Açıklasın Hilmi Bey, vekaletnameler toplanırken, karargahta hangi olaylara şahit olduğunu..

Vekalet vermek istemeyenlere yapılan tehditleri..

“Ben vekalet vereceğim ama, eşim duyarsa, bu işten şüphelenir. Boşanma davası için vekalet verdiğimi sanır. Vekaletnameye, ‘Boşanma davası hariç’ diye yazdırsam olur mu?” diye soranlar ve onlara verilen cevaplar nelerdir, anlatsın Hilmi Paşa..

Genelkurmay’da askerlik yaptığını belirten bir okurumuz, tanık olduğu bir olayı yazıp göndermişti, o günlerde: “Vekalet toplanması aşamasında, karargahtan ordu komutanlıklarına telefon açılıyor. Vekaletname çıkarılacak bilgiler yazdırılıyor. Bu arada yurtdışında olanlara da direkt telefon ediliyor. Yurtdışında görevde olanlardan birisi, yıllardır ülke içi tartışmalardan uzak olduğu için, Vakit gazetesinin ismini tam anlayamıyor. ‘Neee? Vakıf gazetesi mi?’ diye soruyor.. Karargahtaki görevlinin canı çıkıyor, gazete ismini yazdırana kadar..”

Doysa içindeki vekaletnameleri incelediğimizde, gerçekten de, gazetenin ismini “Vakıf gazetesi” diye yazanların olduğunu görüyoruz.

Bu konuda da, bilgi verebilir Hilmi Paşa..

Vekalet istenirken, vekaletler toplanırken, karargahta neler oldu.

Ve en önemlisi..

312 general davasının başvuru harçları ile, sonraki temyiz harçlarının nereden karşılandığı..

Normali; 312 kişinin, tek tek kendilerine düşen harçları havale yolu ile avukatın hesabına göndermesi..

Ama, böyle bir havale gösterilemiyor.

Tam aksine, harcamaların Mehmetçik Vakfı ile, Jandarma Vakfı’ndan çekilen paralarla yapıldığı belirtiliyor.

Özkök Paşa’nın, bu konuyu da bilmesi gerekir..

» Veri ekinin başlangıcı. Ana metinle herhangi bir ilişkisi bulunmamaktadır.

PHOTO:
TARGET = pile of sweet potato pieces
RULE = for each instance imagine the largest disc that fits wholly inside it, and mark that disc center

Kendisinden masraf istenmiş miydi? İstenmedi ise, masrafların askeri vakıflardan karşılandığı iddiaları hakkında bilgisi nedir?

Daha daha önemlisi..

Asım Yenihaber’in kim olduğunu tesbit işlemi aşamasında, gazetenin telefonları, Jandarma tarafından illegal olarak dinleniyor..

Dünkü duruşmada, Hilmi Paşa’nın, Atilla Uğur’a “Böyle şeyler yapmayın” dediği konu da, aslında bu telefon dinlemeleri..

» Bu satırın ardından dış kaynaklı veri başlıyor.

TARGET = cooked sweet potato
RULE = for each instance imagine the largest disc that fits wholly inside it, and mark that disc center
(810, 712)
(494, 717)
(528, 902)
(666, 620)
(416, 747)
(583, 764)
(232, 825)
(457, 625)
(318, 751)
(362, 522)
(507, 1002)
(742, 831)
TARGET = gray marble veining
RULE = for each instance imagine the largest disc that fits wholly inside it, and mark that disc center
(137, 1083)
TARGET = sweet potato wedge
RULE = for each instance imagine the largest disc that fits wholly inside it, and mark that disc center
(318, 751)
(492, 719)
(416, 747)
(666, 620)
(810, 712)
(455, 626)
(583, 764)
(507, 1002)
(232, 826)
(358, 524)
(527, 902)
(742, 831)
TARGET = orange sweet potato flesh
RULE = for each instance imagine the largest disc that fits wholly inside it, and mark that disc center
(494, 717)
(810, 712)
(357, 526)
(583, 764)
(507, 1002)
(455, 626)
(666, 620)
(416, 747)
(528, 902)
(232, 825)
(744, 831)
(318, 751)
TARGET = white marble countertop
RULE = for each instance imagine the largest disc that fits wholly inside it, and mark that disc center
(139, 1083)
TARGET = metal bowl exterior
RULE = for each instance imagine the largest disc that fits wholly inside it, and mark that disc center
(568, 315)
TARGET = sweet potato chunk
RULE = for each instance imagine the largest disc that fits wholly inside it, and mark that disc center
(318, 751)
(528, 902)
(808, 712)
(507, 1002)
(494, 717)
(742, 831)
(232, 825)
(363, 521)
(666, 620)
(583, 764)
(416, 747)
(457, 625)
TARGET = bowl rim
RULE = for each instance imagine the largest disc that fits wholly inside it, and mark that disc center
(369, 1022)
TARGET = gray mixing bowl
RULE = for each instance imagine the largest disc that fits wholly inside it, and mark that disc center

Hilmi Paşa açıklasa, “Duyumlarının kaynağı ne idi? Kimlerin telefonlarının dinlendiği duyumu almıştı?”

Sorulsa bu sorular, olayların başında Şener Eruygur.. Altında Levent Ersöz. Altında da Atilla Uğur olduğu ortaya çıkacak.

Caka satarak dolaşamayacak, Eruygur’lar.. Tolon’lar..

Darbe öncesinde, medyada en güçlü muhalefet olarak gördükleri Vakit’i susturmak için, 312 general davasını organize ettiklerini itiraf edecekler..

İtiraf edecekler ve mahkemenin vereceği cezaya razı olacaklar!